Zosimus (Greek Ζώσιμος): Early Byzantine, pagan author of a history of the Roman Empire, published in the first quarter of the sixth century CE.
The translation of Zosimus' New History offered here was printed in 1814 by W. Green and T. Chaplin in London, and was probably prepared by J. Davis of the Military Chronicle and Military Classics Office. The translator is anonymous. The text was found at Tertullian.org. The notes were added by Jona Lendering.
[3.2.1] Constantius, having approved her advice, sent for Julian from Athens, where he lived among the philosophers, and excelled all his masters in every kind of learning. Accordingly, Julian returning from Greece into Italy, Constantius declared him caesar, gave him in marriage his sister Helena, and sent him beyond the Alps.
[3.2.2] But being naturally distrustful, he could not believe that Julian would be faithful to him, and therefore sent along with him Marcellus and Sallustius, to whom, and not to Caesar, he committed the entire administration of that government. Constantius, having thus disposed of Julian, marched himself into Pannonia and Moesia, and having there suppressed the Quadi and the Sarmatians, proceeded to the east, and was provoked to war by the inroads of the Persians.
[3.2.3] Julian by this time had arrived beyond the Alps into the Gallic nations which he was to rule. Perceiving that the barbarians continued committing the same violence, Eusebia, for the same reasons as before, persuaded Constantius to place the entire management of those countries into the hands of Julian.

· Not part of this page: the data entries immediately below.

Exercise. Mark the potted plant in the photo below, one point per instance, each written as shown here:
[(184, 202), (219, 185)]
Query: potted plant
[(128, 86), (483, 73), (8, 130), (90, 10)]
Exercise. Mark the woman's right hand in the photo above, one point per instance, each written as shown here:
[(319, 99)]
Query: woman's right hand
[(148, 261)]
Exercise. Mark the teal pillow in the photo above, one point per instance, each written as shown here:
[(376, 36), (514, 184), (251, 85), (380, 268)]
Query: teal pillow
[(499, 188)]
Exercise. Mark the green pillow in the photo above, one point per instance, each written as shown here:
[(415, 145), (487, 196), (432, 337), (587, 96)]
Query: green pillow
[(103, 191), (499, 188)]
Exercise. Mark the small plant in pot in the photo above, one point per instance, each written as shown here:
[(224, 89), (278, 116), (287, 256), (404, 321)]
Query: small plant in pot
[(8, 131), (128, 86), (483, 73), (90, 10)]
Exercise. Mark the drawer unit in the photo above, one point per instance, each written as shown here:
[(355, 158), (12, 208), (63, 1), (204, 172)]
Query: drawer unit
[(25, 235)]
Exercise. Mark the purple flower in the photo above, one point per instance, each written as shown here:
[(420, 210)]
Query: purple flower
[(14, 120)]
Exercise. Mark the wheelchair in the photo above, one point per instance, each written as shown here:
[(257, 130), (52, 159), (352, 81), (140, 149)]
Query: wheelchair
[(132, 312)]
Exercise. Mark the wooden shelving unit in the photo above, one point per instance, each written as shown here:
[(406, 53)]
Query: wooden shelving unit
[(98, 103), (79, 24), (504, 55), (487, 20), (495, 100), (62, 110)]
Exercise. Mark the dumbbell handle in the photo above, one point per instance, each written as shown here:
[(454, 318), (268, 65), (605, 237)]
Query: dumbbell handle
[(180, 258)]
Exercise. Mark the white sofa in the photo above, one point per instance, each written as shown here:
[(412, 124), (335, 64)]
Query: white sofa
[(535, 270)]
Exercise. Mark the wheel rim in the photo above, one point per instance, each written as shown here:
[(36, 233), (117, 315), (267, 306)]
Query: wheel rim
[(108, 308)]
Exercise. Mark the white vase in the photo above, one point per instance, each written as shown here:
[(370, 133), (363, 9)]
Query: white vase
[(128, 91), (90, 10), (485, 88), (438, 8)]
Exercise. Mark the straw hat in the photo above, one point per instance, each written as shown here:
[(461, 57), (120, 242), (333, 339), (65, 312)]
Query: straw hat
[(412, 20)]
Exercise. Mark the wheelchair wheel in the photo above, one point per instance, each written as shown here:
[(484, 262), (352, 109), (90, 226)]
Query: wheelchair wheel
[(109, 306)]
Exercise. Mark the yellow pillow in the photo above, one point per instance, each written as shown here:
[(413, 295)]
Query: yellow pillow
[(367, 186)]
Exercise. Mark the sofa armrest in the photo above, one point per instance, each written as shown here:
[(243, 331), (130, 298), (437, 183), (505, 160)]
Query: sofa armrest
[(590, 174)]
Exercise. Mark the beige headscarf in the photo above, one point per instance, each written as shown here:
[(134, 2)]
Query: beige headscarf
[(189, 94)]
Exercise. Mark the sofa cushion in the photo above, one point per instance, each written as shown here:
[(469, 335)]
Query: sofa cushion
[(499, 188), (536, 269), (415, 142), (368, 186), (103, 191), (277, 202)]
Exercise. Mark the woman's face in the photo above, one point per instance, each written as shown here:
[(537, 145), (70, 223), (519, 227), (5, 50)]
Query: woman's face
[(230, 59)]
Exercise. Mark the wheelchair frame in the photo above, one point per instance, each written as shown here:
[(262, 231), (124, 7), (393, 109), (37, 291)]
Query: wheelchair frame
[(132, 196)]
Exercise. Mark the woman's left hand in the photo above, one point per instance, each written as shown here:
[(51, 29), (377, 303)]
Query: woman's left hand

[3.2.4] Of Julian's actions from that period through the short course of his future life, may be read at large in the historians and poets, though none that have ever written of him have fully reached to the justice of his character. Whoever desires it may see his own orations and epistles, and in them survey what he performed for the public service. Indeed I would give a fuller account of him, but that I ought not to interrupt the order of my history. However I shall notice his most signal actions in their proper place and particularly such circumstances as others have omitted.